Current Update on the Treatment of Genital Warts

Valerie R Yanofsky; Rita V Linkner; David Pompei; Gary Goldenberg


Expert Rev Dermatol. 2013;8(3):321-332. 

In This Article

HPV Malignancy

Malignancy is typically associated with high-risk types of HPV, especially with types 6 and 11; however, low-risk type association has been observed. Verrucous carcinoma (VC), a low-grade, well-differentiated form of SCC, is believed to be associated with both high- and low-risk genotypes.[26] VC can be divided into three distinct clinicopathologic types based on anatomic area of involvement: oral florid papillomatosis (oral cavity), giant condyloma of Buschke and Löwenstein (anogenital area), and carcinoma cuniculatum (palmoplantar surface). These tumors rarely metastasize, typically spreading through local invasion.[27] While the authors are yet to establish a direct causal relationship between HPV and VC, persistent HPV infection and viral oncogene expression is known to promote the degradation of the p53 tumor suppression gene, which may result in a lower threshold for tumor formation.[28]
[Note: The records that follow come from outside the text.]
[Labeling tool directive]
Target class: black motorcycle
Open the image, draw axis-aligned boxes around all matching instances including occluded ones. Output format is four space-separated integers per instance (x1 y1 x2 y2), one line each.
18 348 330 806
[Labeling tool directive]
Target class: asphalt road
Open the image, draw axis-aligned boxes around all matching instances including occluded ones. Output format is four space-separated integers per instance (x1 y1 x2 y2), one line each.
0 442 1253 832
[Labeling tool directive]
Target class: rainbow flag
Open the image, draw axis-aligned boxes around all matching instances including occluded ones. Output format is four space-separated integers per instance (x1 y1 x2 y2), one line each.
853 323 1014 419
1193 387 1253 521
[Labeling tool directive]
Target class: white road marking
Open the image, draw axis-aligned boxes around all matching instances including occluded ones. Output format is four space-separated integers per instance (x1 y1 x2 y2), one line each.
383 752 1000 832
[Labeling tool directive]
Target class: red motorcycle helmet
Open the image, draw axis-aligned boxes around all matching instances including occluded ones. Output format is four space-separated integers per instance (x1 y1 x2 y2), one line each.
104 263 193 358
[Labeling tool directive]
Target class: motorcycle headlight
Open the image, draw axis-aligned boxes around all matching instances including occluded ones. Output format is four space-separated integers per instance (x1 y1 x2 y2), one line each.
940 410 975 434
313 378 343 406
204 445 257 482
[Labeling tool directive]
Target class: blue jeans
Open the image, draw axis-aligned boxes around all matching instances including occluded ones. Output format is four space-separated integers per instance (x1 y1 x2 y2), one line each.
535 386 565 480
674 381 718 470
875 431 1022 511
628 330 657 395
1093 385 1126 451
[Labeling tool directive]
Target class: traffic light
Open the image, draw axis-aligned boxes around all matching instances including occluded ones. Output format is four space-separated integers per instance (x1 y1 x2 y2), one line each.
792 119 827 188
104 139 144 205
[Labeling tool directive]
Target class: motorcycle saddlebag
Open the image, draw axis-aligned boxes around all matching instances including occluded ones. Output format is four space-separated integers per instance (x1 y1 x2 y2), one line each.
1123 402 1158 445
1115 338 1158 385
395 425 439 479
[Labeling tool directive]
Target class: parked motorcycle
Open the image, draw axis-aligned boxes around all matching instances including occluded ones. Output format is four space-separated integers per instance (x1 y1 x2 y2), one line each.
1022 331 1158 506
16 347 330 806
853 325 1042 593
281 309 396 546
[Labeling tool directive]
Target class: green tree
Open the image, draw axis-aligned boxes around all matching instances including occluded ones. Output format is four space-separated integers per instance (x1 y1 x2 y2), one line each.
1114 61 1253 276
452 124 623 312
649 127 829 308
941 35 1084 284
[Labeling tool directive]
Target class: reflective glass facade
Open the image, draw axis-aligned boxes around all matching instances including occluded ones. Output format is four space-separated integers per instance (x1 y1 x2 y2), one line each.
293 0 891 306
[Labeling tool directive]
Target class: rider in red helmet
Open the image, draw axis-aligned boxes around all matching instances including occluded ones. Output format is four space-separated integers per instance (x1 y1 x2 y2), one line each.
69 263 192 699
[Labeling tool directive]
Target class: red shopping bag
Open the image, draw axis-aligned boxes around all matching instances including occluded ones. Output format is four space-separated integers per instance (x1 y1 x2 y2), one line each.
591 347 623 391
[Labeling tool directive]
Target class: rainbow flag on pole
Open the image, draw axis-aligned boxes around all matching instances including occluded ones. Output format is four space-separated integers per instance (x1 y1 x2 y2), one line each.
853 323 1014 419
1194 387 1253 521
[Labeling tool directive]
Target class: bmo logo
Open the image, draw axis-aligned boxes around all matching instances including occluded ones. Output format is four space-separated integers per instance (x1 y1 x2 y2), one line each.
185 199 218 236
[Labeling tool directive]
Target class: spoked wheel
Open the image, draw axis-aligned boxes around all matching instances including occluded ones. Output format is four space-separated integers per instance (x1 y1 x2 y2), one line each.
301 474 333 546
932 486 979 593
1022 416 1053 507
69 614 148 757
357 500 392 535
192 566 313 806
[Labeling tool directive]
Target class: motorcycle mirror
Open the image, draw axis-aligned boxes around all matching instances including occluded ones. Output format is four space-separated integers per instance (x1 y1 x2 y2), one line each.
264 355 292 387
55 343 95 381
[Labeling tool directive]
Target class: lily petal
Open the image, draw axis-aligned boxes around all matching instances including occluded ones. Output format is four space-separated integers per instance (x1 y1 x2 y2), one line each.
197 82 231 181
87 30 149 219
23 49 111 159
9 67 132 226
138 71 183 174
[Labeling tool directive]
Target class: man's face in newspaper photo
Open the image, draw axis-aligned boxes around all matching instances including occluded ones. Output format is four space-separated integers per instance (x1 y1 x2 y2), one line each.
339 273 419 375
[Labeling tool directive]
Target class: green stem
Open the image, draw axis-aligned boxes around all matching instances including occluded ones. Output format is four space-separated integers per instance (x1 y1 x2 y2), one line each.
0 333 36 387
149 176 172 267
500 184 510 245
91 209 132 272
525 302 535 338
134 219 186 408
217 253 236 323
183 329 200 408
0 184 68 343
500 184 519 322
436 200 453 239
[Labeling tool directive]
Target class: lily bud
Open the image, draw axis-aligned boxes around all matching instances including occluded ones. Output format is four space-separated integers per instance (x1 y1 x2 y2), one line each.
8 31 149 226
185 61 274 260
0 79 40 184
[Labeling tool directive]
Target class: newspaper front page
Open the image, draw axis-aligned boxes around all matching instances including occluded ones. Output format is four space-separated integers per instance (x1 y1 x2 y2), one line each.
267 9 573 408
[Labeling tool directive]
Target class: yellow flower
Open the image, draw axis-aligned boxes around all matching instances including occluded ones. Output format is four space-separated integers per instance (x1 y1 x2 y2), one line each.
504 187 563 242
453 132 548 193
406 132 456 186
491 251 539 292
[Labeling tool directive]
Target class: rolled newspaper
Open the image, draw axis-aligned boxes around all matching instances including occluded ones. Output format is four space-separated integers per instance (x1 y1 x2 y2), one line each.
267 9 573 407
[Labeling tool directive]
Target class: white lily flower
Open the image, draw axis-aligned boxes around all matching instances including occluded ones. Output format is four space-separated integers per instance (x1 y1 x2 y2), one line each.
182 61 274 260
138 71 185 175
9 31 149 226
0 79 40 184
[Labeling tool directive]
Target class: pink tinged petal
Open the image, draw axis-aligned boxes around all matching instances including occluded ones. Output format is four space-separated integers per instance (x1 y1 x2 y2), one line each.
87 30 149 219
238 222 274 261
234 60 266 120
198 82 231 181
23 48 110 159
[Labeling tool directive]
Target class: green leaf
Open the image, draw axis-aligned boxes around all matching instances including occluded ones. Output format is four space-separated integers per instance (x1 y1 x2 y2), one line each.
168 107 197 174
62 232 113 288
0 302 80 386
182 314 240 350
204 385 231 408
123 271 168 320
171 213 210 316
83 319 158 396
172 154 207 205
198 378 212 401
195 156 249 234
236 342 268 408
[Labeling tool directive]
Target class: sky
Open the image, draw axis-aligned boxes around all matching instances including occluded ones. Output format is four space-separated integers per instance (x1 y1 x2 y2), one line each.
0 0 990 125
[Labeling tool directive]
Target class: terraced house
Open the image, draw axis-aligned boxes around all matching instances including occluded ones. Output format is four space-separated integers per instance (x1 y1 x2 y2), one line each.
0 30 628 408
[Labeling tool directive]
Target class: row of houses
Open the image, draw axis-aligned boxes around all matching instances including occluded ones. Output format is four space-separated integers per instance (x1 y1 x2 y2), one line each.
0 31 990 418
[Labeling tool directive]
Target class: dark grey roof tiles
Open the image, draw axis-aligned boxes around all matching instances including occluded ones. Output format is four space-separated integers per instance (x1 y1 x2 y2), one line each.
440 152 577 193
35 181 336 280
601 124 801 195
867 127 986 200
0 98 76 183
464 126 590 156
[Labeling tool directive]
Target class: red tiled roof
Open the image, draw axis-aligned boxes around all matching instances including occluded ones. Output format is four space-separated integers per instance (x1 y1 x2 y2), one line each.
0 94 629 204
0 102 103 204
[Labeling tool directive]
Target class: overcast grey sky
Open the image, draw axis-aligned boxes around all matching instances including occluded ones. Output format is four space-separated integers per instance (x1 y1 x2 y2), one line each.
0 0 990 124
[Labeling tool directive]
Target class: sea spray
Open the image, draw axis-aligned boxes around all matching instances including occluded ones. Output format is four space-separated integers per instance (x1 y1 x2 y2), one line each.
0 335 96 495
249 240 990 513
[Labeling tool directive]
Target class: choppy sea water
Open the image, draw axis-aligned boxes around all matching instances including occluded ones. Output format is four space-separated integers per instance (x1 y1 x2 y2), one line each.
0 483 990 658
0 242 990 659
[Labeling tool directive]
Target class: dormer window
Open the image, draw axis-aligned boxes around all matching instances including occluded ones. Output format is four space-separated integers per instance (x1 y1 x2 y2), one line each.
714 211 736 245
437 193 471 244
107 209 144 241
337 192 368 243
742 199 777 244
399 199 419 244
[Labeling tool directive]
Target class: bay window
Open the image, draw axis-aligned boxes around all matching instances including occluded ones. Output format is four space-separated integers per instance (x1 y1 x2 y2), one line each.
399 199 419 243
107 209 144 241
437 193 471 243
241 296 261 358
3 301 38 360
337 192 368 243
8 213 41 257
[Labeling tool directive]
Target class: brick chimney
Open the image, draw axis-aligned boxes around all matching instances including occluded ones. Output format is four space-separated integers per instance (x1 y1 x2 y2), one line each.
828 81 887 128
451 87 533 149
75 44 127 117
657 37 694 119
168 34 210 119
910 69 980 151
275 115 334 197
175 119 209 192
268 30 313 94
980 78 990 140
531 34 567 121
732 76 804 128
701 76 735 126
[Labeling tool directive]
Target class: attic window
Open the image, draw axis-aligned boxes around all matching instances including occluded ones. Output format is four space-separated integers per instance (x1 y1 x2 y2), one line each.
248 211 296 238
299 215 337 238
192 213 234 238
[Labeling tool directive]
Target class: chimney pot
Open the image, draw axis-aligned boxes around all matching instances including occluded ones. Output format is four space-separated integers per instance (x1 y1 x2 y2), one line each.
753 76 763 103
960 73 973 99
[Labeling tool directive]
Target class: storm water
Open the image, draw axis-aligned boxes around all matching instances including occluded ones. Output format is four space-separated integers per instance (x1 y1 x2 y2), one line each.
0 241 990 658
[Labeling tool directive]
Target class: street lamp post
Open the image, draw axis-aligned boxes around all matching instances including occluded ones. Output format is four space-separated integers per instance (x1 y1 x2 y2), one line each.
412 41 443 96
VC can vary in histopathologic appearance from benign lesions resembling pseudoepitheliomatous hyperplasia to VCs that are virtually indistinguishable from invasive SCC. Characteristic features of genital warts, such as vacuolation and prominent keratohyalin granules in the stratum granulosa, are not always detectable.[29,30] For more ambiguous lesions, VC and SCC may be differentiated based upon their immunoperoxidase staining pattern – more specifically, staining samples with p53 and Ki-67 will target the nuclei of basal proliferating cells, which are located predominantly in the lower third of the epidermis in VC. This can be contrasted with the staining pattern of SCC, which will be positive for these same markers throughout the full thickness of the epidermis.[31]

A further complication of HPV infections, as mentioned previously, is the increased risk for malignant progression, especially cervical dysplasia and a long-term risk of invasive cancer.[32] While most HPV infections will ultimately clear spontaneously, one-third of EGW harbor high-risk HPV[4] and 10–20% of exposed women will develop persistent oncogenic infections that are associated with a greater risk of progression to cervical intraepithelial neoplasm (CIN) grade II/III. These are thought to be precancerous lesions, which, if left untreated, may eventually give rise to invasive cervical cancer.[33] Penile cancer, which is less common, has shown a strong correlation to both high-risk HPV infection and a history of persistent EGW. This is evidenced by a case–control study involving over 100 men with penile cancer, which identified the risk of penile cancer to be 5.9-times higher in men with a history of EGW when compared with those without (95% CI: 2.1–17.6).[34]